That's a good thing, since the company lost $5.75 million for the first nine months of 1999, effectively its start-up year, which included building the Montpelier plant. Year-end 1999 numbers were not available for this story.
Clarion board members include Chairman Jack Rutherford, the former president and COO of Navistar International Corp.; Vice Chairman Troy Wiseman, co-founder of athletic clothing maker B.U.M. International Inc.; Fred Sotok, former executive VP and COO at Prince; Craig Weirda, a former Prince director who owns five Michigan car dealerships; and Bryan Cressey, co-founder of an investment firm with more than $1 billion in private equity funds.
Beckman said the firm should turn a profit in 2000.
Backed by the board, Beckman said Clarion wants to move quickly and seize opportunities, including acquisitions.

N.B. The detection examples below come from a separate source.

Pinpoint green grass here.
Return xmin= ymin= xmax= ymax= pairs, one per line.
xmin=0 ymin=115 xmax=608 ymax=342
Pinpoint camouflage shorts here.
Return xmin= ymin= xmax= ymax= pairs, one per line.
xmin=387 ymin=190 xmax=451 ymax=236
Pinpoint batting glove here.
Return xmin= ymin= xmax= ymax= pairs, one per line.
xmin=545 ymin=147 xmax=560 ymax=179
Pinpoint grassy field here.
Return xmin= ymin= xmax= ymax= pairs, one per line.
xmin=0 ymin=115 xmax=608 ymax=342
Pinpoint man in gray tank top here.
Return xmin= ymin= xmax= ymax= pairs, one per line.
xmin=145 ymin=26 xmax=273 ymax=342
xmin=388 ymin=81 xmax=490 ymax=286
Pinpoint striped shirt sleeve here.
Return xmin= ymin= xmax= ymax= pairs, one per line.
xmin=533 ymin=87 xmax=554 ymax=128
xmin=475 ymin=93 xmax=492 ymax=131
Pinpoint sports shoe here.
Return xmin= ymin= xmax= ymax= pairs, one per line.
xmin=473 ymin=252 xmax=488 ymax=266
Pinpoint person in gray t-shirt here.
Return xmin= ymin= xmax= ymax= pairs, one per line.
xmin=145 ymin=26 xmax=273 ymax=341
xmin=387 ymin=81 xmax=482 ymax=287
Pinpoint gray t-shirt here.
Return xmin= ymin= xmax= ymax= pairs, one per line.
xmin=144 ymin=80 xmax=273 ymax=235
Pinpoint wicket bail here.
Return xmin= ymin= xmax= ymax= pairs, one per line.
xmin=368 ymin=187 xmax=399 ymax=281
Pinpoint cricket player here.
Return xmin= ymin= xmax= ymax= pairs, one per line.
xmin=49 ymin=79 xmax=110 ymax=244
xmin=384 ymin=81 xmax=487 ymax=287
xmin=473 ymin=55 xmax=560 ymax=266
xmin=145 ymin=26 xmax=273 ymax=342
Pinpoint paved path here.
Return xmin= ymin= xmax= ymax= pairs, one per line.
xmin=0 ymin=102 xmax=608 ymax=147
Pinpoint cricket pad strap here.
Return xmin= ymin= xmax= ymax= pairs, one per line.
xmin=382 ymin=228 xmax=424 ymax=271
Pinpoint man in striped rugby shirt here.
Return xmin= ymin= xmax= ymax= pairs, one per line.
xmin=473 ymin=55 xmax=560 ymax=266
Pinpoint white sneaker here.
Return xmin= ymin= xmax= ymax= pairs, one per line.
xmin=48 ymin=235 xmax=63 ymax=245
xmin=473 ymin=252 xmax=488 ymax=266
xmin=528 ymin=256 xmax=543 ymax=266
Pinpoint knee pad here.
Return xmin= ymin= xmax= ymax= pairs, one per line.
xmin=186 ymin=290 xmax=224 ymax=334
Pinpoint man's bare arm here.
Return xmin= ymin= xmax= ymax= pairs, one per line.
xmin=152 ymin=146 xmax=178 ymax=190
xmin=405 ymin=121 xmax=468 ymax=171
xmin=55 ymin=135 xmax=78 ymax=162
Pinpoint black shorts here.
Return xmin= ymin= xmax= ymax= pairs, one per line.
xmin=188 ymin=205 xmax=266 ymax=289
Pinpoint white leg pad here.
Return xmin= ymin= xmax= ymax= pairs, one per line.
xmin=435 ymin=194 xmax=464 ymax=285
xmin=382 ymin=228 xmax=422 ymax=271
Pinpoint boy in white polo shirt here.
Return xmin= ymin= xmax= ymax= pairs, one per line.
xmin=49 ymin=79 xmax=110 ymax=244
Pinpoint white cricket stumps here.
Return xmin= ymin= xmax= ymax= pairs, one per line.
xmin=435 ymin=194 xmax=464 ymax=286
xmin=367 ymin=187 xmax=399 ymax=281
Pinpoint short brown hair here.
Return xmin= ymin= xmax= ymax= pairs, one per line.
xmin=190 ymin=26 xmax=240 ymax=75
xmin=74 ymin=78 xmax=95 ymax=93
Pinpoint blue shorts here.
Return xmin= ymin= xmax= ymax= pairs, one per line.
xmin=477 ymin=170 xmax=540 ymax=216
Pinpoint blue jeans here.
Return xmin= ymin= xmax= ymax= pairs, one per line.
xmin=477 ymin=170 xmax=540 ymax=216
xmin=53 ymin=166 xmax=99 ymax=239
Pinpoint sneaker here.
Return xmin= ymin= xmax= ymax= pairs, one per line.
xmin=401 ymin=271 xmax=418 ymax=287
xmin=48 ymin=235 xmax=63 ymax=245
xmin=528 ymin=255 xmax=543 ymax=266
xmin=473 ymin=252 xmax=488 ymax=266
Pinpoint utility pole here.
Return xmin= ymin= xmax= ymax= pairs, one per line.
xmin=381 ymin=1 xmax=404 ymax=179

That certainly was his experience at Johnson Controls.
"The JCI experience, I think, brought you into the realm of `What does the customer need out there and how do you address that?' JCI said the customer wants to go to one supplier to do a whole interior, and they were going to figure out how to do that. They ran hard, they ran fast. We learned a lot," said Beckman during an interview in Holland in January.
What did Beckman learn? To begin with, the importance of program management in this era of supplier consolidation. Companies like JCI manage entire systems for car interiors — and they need large, competent Tier 2 molders.
"They look at the injection molding industry and say, `I'm looking for a partner. I don't want to source it to 28 different, $30 million molders. I want one partner to take care of it,'|" he said. "That's why you need to be $500 million-plus, at least, and with a lot of technical capabilities. You can't just mold."
The same forces are pressuring — and consolidating — the heavy truck, furniture and consumer goods markets, he said.
Just like its molding capability and expertise at designing new products, Clarion sells its ability to manage big jobs, even outsourcing the molding when necessary.
That catches customers' attention, said Parker, Clarion's automotive director.
"They spend millions of dollars a year trying to do this integration," he said. "What if the same company could provide them with the designers and engineering, could take it through the prove-out and prototype phases, and successfully bring it to production?"